Behind this and around a corner lie all the other rooms, separated by theme.  One is dedicated to the Polish Monarchy and contains pictures of all the old kings as well as a mix of authentic and reproduction relics from the medieval era.  Rooms also exist for Poland’s musical history (Frederic Chopin holds a prominent seat here), their Nobel Prize history, and their religious history. 

The most interesting rooms in this wing, however, are those dedicated to Polish folk art and culture which contain a great multitude of beautiful and fascinating examples of traditional art such as reverse painted glass, handmade outfits and shoes, and intricate paper cuttings.  These pieces seem to hearken back to an earlier time when this kind of folk culture was more readily found in society and a visit to this museum can really help anyone get a better understanding of this. 

Across the hall from this wing lies the other that only contains one large exhibit: that of Poland’s military history.  This room focuses on Poland in the First and Second World Wars.  There are artifacts of the Polish “blue army” which fought for independence in World War One, so named for their blue uniforms, some of which can be seen here.  This is in addition to multitudes of medals, photographs, a banner, and other artifacts. 

In World War Two, Poland as a nation suffered great atrocities under the yoke of Nazi Germany and the museum tastefully covers this dark period in the nation’s history.  With a wall dedicated to the quick fall of Poland in 1939 to the preserved concentration camp uniform standing directly across, this part of the room has a somber tone. 

That uniform may very well be the single most poignant piece in the entire museum.  It is marked with a pink upside-down pink triangle indicating that the wearer was imprisoned for being a homosexual or other “sexual deviant.”  The tattered sleeves and faded stripes are a testament to the greatest atrocity that has ever been committed by means of both scale and brutality.  It is an interesting note that this pink triangle has, after being flipped upright, become a lasting symbol of the LGBT community in the United States, prominently featuring on the lab coat of Dr.
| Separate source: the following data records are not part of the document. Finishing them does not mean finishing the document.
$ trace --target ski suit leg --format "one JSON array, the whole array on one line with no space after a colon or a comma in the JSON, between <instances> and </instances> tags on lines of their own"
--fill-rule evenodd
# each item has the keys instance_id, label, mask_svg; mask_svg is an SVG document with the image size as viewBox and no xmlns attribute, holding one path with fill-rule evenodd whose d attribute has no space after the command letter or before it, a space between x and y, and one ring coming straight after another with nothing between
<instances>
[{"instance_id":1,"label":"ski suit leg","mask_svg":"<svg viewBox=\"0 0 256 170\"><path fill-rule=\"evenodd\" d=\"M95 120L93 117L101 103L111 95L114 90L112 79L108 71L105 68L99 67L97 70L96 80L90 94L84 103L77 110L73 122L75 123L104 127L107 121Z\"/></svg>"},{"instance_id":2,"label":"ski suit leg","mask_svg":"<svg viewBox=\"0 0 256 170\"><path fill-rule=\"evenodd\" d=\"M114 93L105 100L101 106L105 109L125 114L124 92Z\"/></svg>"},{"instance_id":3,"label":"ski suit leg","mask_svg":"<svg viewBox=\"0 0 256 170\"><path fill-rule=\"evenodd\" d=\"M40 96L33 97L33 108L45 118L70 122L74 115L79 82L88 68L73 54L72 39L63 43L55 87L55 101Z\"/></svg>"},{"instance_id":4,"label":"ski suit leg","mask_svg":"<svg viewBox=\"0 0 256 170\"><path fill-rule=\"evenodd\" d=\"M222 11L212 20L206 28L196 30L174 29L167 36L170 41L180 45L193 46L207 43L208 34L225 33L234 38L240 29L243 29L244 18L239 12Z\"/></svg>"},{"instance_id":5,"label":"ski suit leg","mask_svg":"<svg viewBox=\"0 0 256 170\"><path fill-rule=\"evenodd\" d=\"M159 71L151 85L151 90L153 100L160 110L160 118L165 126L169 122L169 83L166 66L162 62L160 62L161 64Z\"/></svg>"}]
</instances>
Frank n Furter in the film and play the Rocky Horror Picture Show.

Besides this somber side of the room, there is also a fantastic display of artifacts related to the victories of various Polish volunteer corps from the war.  This includes both air and land corps in the British and American armies which were often made up of members of the former Polish Army or Air Force.  With photographs, medals, and uniforms, you can follow the path of the Allies to eventual victory in the history’s greatest conflict through the lens of the Polish community. 
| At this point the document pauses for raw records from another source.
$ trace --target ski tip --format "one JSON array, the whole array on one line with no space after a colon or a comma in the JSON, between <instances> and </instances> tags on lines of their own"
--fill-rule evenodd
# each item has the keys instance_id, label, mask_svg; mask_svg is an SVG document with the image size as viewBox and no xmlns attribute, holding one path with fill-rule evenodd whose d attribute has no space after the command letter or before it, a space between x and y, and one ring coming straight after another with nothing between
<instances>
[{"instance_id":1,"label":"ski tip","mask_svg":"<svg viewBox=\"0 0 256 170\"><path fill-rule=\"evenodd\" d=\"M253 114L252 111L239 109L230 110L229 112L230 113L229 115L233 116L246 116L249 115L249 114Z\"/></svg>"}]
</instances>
At the very back of the museum lies the museum’s final treasure: the library and reading room.  With shelves reaching the ceiling across all four walls and books filling every available inch of space, this collection in both Polish and English covers just about any aspect of Polish history, culture, or literature imaginable.  

Port Washington has a large Polish community and the Polish diaspora in the US is one of the world’s most prominent.  The museum’s self declared purpose is to “motivate and supplement Polish American citizens and other American citizens with a greater knowledge and appreciation of their heritage and the values of their culture, customs, social, humanitarian, patriotic, and industrial achievements in education, medicine, science, arts, music, sports, and literature.”

This is certainly accomplished and anyone who visits will discover a newfound or rekindled appreciation for Polish history and culture as well as personal heritage for many residents.  This museum is one of Port’s greatest cultural treasures and is a fantastic location to spend time in.  Located at 16 Belleview Ave, a block off Main Street, and open Wednesday to Friday, 10 A.M. to 2 P.M., the Polish American Museum will not disappoint.